1) Salt-like or saline carbides are made of highly electropositive atoms combined with carbon, such as alkali, alkali earth, and group-III metals.

2) Covalent carbides are present in silicon and boron carbides. Because of their close electronegativity and size to carbon, these two elements produce “covalent” carbides. As a result, their bond is covalent. Silicon carbide exists in two crystalline forms connected to diamond structures.

3) Interstitial carbides are transition metal carbides of groups IV, V, and VI. These carbides have metallic and refractory properties.
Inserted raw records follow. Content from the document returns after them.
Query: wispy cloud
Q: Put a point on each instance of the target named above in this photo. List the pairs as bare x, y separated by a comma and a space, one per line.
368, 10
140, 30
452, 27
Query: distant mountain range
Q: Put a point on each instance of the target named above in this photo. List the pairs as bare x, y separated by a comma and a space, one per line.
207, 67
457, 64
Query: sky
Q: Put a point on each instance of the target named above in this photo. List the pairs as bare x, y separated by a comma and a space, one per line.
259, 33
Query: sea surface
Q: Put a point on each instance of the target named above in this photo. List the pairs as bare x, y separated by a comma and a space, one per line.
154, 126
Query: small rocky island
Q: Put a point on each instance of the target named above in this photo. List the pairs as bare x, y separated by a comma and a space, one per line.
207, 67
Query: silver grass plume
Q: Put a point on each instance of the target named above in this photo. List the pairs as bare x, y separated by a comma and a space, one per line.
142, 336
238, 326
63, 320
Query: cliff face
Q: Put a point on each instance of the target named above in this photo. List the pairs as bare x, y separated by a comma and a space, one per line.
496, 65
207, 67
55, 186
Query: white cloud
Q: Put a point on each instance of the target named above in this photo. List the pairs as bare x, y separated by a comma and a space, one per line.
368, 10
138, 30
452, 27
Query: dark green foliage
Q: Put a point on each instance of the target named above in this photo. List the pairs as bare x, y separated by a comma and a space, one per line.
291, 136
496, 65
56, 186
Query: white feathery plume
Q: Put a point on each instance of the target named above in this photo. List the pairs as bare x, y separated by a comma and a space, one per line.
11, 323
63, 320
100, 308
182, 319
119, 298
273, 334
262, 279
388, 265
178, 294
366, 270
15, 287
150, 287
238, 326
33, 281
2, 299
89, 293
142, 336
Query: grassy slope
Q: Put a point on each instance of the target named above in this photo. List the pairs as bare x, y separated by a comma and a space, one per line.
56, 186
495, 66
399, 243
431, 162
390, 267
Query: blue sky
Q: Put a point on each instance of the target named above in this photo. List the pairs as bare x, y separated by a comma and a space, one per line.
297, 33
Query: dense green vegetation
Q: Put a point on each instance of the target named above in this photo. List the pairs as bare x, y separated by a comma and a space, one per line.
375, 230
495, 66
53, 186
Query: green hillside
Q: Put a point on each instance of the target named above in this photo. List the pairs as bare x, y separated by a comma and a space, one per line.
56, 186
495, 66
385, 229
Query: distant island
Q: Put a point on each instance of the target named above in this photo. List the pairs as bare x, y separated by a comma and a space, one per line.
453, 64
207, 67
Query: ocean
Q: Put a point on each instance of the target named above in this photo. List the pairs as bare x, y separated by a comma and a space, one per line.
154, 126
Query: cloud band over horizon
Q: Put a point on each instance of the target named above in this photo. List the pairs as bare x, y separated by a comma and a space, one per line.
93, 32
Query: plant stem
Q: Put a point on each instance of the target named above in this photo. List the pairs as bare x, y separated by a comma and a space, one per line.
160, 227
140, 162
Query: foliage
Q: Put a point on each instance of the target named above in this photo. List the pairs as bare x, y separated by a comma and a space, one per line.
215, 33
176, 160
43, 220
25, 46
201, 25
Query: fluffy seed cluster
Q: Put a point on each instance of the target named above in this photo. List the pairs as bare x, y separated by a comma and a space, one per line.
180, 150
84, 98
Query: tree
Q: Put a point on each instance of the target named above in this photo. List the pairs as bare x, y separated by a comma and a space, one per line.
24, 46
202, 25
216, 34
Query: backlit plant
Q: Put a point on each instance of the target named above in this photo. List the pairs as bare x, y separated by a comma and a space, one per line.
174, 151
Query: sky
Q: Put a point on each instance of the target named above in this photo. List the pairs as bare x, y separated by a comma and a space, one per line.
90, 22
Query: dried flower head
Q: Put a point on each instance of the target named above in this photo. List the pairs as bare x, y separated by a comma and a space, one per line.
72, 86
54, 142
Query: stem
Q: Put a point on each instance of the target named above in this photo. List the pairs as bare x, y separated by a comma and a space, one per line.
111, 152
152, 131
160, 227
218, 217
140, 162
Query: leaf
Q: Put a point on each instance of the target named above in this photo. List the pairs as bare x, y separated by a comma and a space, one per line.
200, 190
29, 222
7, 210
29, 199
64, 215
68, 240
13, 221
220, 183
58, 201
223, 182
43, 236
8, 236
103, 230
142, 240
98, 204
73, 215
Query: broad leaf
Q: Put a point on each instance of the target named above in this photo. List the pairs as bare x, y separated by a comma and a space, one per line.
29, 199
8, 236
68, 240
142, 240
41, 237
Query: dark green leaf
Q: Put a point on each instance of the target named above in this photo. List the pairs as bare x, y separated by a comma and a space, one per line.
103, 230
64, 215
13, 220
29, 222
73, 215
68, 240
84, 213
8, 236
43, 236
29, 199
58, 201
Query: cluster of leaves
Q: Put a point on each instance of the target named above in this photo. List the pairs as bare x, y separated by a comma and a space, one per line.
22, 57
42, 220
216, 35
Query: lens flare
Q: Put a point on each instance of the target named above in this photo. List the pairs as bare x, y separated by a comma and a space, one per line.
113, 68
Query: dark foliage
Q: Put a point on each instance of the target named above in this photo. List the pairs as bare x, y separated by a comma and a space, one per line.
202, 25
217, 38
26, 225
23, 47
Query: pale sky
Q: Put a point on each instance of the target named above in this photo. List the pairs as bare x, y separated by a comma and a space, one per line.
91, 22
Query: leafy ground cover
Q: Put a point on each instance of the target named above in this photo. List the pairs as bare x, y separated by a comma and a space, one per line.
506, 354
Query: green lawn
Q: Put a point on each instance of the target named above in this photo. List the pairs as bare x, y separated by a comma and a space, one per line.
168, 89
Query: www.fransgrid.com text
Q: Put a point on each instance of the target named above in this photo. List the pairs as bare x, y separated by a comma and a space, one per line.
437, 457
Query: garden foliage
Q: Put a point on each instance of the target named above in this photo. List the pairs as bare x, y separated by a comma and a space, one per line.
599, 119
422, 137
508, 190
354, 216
4) The transition-metal ion in intermediate transition metal carbides is smaller than the crucial 135 pm, and the configurations are not interstitial but rather complicated. Several stoichiometries are quite common. These carbides are more reactive than interstitial carbides; for example, the carbides of Cr, Mn, Fe, Co, and Ni are all hydrolysed by dilute acids, and occasionally by water, to produce a combination of hydrogen and hydrocarbons. These compounds have properties in common with both inert interstitials and much more reactive salt-like carbides.

Silicon carbide

Silicon carbide, often known as carborundum, is a silicon and carbon combination. Silicon carbide is a semiconductor material that is becoming more popular in semiconductor devices. It is a very significant industry ceramic substance. It had a significant part in the industrial revolution and is currently widely used in abrasion, steel addition, and construction ceramics.

• Structure: Silicon carbide crystallises in a densely packed structure that is covalently bound to itself. The atoms are organised in such a way that two main coordination tetrahedral structures are generated, with four carbon and four silicon atoms bound to a core Si and C atom. These tetrahedra are connected at the corners and layered to produce polar formations.
• Properties: It has fascinating electrical properties due to its semiconductor features, with resistance ranging by as much as seven orders of magnitude between various compositions. Except for hydrofluoric acid and acid fluorides, it is resistant to most organic and inorganic acids, alkalis, and salts in various concentrations.
• Uses: Carbides are used to produce high-speed, high-temperature, and high-voltage devices. Because of its homogeneity, abrasion resistance, and structural integrity, it is used in finishing work. Light-emitting diodes (LEDs) and detectors are examples of electrical equipment that use this compound.

Calcium carbide

CaC2 is the chemical formula for pure calcium carbide, which is a colourless and odourless solid. Calcium acetylide, phenyl glyceryl ether diacetate, and glycerol phenyl ether diacetate are other names. At room temperature, calcium carbide occurs as a colourless crystalline solid with a rock-like morphology. On the other hand, commercial calcium carbide can have a broad variety of colours based on the contaminants present.

It is utilised in manufacturing calcium hydroxide and acetylene and in the synthesis of polyvinyl chloride. It is utilised to produce calcium cyanamide and to remove sulphur from iron. It is included in lights like carbide lamps. As with ethylene, it is used as a ripening agent. It is also utilised as a deoxidiser, which aids in eliminating oxygen during the steel-making process.

Conclusion

Carbide is a compound made up of carbon and a less electronegative element, most commonly a metal or metal oxide. Whenever the term “carbide” is used alone, it typically refers to calcium carbide or tungsten carbide. Carbon carbide is a chemical compound made up of carbon and metal or semi-metallic components. It can be found in ionic form. The ionic or covalent bond connects the carbide group to the metal or semi-metallic element. Carbide is denoted by the symbol C2-2. It denotes that carbide ions are composed of two carbon atoms.